The capstone begins where every real engagement begins — by deciding exactly what you're evaluating, and what "safe enough" means
Day 56 of 60
For eleven weeks you've built artifacts: a threat model, a taxonomy and policy, a red-team plan, an eval suite, a robustness report, an alignment and interpretability brief, a risk register, a governance gap list. Each was real and each stood alone. This week you do the thing that actually makes someone a safety lead instead of a collection of skills: you assemble them into one coherent safety evaluation program — a binder a review board could read and act on.
A pile of strong artifacts is not a program. A program is artifacts tied to a single deployment, a single definition of "safe enough," and a single recommendation. The integration — making them point the same direction and tell one story — is the work this week, and it's the work that gets hired.
And like every real engagement, it starts not with testing but with scoping. Before you evaluate anything you have to say precisely what you're evaluating, who could be harmed, and what bar the system must clear to ship. Get the scope wrong and every downstream artifact measures the wrong thing beautifully.
Not "a model" but a deployment: which model, in which product, with which capabilities and access. "Model X as a tool-using assistant inside a customer-support app, with retrieval over our docs" is a scope. "Is the model safe?" is not. Capabilities and access (tools, browsing, memory, code execution) are part of the subject because they're where most real risk lives.
One deployment's acceptable risk is another's red line. Write the goal as a falsifiable bar: harmful-compliance rate below a threshold, no untested high-severity attack class, over-refusal under a ceiling. The goal is what your evals later either clear or don't — so it has to be decided before you see results, not after.
Reuse your Week 1 threat model: who and what are you protecting, and who owns the go/no-go? A scope names the review board, the decision date, and the person accountable for the call. A program with no named owner is a document, not a decision.
You already have a threat model from Week 1. Don't write a new one — instantiate it for this specific deployment. Scoping is mostly the act of taking general artifacts and binding them to one concrete system, with one timeline and one decision-maker.

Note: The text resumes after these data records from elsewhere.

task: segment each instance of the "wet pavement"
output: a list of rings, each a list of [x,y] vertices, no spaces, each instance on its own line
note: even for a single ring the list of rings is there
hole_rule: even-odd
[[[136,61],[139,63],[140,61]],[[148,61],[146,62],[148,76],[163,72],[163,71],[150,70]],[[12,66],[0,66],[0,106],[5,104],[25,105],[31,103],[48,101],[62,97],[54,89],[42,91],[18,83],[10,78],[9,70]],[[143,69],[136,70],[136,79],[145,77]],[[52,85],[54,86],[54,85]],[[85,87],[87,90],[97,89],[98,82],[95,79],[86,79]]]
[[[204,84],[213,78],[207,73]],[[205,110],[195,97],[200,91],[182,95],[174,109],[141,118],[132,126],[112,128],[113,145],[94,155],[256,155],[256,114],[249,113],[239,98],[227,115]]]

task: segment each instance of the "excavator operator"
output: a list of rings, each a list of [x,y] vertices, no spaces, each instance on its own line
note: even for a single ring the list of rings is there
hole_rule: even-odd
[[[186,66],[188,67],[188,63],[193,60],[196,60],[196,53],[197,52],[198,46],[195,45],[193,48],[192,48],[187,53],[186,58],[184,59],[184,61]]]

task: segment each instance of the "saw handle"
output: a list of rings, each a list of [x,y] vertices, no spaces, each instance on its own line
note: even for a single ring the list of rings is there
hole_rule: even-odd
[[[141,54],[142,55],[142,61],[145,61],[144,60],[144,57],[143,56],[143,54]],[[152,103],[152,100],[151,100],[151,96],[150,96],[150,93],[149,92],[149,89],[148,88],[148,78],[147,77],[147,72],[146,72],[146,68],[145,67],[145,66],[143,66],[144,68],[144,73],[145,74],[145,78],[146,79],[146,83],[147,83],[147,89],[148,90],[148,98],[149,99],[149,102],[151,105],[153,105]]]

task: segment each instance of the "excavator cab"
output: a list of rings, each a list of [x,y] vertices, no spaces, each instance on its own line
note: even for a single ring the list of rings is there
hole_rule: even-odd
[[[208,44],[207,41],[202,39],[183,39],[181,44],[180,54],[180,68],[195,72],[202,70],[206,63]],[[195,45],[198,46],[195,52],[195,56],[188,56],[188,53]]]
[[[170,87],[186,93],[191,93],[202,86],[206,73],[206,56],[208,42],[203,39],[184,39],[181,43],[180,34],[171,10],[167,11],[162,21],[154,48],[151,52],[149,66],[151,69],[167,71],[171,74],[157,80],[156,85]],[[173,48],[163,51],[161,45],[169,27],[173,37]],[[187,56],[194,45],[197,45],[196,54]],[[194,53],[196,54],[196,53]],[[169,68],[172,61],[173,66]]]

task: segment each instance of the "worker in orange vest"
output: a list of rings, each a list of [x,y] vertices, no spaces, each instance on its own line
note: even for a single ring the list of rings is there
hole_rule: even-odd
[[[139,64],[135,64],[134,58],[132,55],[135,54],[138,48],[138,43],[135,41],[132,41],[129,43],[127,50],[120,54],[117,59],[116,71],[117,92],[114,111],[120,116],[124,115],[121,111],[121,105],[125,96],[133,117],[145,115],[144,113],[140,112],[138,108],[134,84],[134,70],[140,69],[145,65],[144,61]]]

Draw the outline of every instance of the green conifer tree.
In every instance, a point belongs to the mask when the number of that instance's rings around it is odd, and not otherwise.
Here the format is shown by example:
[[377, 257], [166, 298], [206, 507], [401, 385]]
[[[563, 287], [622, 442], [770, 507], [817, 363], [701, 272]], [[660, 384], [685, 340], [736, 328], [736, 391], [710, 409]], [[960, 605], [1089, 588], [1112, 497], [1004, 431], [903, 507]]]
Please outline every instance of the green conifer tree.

The fastest way to scope is to lay out the binder's table of contents and write, next to each section, which artifact fills it. This turns the capstone from "write a huge document" into "assemble eight things I already built." It also surfaces gaps early: if a section has no artifact behind it, that's the work the rest of the week closes.
Threat model (W1) → taxonomy + policy (W2) → red-team plan (W3) → eval suite (W4) → robustness report (W5) → alignment + interpretability note (W7–8) → risk register (W10) → governance gap list (W11) → recommendation. Tomorrow you start bolting them together; today you decide what they're all in service of.
A junior practitioner opens a safety engagement by testing. An expert opens by scoping — fixing the subject, the bar, and the decision-maker first — because a test against an undefined bar can't pass or fail, only flatter. The altitude jump is from "I ran evaluations" to "I ran a program against a pre-registered definition of safe enough, with a named owner and a decision date."
Say this in an interview: "Before I evaluate anything, I scope: which deployment, with which capabilities, against what falsifiable bar, owned by whom, decided by when. Pre-registering 'safe enough' is what keeps the eval honest — otherwise you're just grading the model on a curve you drew after seeing its answers."